The decision arrived without drama.
No gavel struck.
No raised voices echoed through the courtroom.
It came folded inside a thin envelope, stamped with authority and phrased in language that sounded gentle enough to pass as care.
Temporary Protective Measures for a Minor.
Nyla read it once.
Then again.
By the third time, the words no longer blurred—but their meaning sank like cold water into her chest.
Evan was now officially “protected.”
Which, in the language of the system, meant he was no longer entirely hers.
The order stated that Evan was not to be exposed to media, public appearances, or any form of public commentary. His image, his voice, his story—sealed. On paper, it sounded reasonable. Even humane.

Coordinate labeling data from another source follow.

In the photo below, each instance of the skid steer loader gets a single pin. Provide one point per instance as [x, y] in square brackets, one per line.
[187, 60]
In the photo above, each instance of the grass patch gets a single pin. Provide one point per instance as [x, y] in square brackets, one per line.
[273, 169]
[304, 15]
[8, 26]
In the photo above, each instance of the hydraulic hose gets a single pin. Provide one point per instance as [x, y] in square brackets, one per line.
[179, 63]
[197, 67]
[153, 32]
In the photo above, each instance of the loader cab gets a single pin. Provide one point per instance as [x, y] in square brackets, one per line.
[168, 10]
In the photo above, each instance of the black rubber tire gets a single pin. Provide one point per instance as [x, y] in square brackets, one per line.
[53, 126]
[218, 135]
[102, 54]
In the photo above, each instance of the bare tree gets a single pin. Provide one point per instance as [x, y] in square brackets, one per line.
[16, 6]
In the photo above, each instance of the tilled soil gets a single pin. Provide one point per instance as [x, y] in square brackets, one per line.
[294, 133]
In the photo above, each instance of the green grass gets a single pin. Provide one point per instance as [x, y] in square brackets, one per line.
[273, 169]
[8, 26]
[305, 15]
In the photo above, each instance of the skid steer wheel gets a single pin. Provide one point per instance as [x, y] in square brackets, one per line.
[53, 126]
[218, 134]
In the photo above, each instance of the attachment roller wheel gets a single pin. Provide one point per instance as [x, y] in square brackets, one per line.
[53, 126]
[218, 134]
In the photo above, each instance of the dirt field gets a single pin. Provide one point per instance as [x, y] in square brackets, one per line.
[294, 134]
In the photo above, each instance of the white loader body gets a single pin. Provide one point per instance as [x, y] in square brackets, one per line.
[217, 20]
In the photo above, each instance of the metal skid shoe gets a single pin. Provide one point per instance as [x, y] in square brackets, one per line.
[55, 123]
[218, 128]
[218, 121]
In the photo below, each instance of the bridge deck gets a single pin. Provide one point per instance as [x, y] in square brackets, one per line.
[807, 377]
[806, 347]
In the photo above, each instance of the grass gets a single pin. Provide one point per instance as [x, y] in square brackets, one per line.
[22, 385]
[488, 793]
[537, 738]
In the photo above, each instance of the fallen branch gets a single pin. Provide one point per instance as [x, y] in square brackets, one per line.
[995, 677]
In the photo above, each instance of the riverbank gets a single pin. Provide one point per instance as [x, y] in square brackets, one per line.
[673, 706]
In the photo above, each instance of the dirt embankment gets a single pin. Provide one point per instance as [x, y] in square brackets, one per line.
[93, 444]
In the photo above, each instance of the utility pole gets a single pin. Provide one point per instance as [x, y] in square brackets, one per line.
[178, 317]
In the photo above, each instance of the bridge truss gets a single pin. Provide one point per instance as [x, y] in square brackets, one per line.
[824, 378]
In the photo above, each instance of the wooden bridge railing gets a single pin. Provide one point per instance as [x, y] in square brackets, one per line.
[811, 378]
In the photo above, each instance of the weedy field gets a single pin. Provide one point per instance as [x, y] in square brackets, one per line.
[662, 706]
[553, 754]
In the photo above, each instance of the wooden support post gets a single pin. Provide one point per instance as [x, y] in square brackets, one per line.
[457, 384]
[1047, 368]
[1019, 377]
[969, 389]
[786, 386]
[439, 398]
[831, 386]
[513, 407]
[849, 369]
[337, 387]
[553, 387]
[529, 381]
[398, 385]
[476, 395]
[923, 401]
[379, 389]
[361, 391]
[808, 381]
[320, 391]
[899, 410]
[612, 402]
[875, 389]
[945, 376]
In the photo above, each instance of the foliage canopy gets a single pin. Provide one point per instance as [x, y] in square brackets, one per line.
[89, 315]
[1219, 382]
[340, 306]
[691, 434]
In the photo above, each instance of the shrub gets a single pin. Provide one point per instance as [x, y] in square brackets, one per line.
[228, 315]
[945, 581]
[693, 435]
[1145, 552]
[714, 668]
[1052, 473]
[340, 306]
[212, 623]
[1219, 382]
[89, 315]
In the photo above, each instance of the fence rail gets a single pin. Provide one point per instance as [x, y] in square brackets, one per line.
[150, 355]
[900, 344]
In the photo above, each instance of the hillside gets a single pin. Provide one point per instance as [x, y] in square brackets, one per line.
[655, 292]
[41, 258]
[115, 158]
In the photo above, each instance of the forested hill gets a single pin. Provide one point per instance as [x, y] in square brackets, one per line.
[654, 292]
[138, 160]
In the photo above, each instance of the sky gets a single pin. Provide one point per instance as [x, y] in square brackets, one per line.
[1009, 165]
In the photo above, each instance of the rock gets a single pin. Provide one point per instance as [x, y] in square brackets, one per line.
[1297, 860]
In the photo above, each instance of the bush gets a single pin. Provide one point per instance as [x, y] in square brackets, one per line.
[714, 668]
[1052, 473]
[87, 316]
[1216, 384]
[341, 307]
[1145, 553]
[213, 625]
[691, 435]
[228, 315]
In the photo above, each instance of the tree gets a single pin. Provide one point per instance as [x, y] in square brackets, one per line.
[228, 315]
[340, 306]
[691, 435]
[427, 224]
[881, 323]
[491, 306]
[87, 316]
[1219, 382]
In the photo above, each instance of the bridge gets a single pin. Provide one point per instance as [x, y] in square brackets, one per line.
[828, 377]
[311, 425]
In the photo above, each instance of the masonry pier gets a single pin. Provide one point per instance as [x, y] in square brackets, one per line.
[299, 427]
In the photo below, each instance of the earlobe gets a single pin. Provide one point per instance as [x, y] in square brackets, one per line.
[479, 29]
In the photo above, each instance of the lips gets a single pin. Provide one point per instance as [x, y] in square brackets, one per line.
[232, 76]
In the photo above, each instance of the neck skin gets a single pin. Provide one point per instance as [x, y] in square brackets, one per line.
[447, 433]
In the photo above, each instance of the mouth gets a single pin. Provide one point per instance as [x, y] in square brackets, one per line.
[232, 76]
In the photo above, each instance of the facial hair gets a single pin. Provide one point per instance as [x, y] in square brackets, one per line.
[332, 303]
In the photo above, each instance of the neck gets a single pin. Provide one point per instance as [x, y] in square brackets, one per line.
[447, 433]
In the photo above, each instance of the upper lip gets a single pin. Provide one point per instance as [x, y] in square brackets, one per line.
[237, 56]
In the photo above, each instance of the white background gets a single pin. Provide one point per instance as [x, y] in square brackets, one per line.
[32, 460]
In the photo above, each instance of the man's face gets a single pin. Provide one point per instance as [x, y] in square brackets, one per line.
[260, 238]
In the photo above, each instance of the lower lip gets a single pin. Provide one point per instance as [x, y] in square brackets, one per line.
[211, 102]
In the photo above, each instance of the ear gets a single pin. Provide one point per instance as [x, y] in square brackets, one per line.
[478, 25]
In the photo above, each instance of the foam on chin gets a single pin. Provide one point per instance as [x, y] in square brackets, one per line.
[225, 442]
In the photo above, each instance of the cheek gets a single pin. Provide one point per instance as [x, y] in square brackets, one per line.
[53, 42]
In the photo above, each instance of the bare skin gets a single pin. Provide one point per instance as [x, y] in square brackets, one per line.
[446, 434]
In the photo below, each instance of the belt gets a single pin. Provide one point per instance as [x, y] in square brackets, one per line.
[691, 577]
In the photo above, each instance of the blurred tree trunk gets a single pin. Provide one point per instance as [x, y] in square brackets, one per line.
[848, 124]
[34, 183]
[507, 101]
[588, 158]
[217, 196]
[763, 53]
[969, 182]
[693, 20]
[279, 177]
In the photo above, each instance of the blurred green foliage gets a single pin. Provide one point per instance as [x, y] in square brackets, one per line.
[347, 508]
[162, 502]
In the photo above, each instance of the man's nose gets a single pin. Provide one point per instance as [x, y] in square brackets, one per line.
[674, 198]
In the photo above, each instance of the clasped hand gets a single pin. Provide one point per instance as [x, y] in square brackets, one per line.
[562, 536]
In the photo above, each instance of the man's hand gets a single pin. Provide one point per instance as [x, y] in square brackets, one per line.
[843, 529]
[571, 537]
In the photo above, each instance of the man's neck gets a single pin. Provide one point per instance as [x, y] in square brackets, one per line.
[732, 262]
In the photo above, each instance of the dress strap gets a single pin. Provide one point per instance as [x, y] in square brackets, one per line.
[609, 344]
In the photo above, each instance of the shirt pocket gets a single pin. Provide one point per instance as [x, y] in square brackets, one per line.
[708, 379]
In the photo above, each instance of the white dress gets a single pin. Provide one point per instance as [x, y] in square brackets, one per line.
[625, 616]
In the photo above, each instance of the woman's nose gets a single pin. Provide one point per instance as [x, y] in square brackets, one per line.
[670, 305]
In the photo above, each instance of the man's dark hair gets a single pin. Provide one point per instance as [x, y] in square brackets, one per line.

But tucked neatly beneath that clause was another:
Interaction with external parties must be limited to ensure emotional neutrality.
Neutrality.
A word that pretended to be clean.
In practice, it meant Evan’s world was about to shrink.
Clark understood the document faster than Nyla did.
Not because he cared more—but because he had lived his entire life inside language like this. Corporate clauses. Legal gray zones. Phrases that sounded harmless while quietly rearranging power.
By the time Nyla finished reading, Clark was already speaking.
“This is for his good,” he said calmly, seated across from her in the conference room that no longer felt neutral. “The court wants to reduce emotional pressure.”
Nyla looked up. “By reducing me?”
Clark didn’t flinch. “By reducing influence.”
She let out a breath. Slow. Controlled.
“You mean control,” she corrected.
Clark folded his hands. “We need to follow the order carefully. Until the next hearing, Evan’s schedule needs to be structured. Consistent. Balanced.”
“And supervised,” Nyla said flatly.
Clark nodded. “Yes.”
There it was.
The first change happened the next morning.
Nyla arrived at the residence at the usual time—early enough that Evan was still half-asleep, hair sticking up, eyes searching for her before his mind fully woke.
Except this time, she wasn’t allowed inside.
A staff member she barely recognized met her at the gate. Polite. Apologetic. Firm.
“I’m sorry, Ms. Nyla. Mr. Clark has instructed that visits be adjusted to comply with the court order.”
Adjusted.
“How?” Nyla asked, though she already knew.
“Shorter. Scheduled. Observed.”
Observed.
Nyla swallowed. “Can I at least tell him I’m here?”
The staff member hesitated, then nodded. “Briefly.”
She was led into the sitting room, where Evan sat at the long table with his breakfast untouched.
He looked smaller than yesterday.
Not physically—but in the way his shoulders curved inward, as if the room itself had begun pressing on him.
“Nyla?” he asked softly.
She crossed the room in three steps and knelt in front of him, ignoring the presence of two staff members standing far too close.
“I’m here,” she said, forcing a smile. “I’m always here.”
Evan studied her face carefully, like he was checking for something missing.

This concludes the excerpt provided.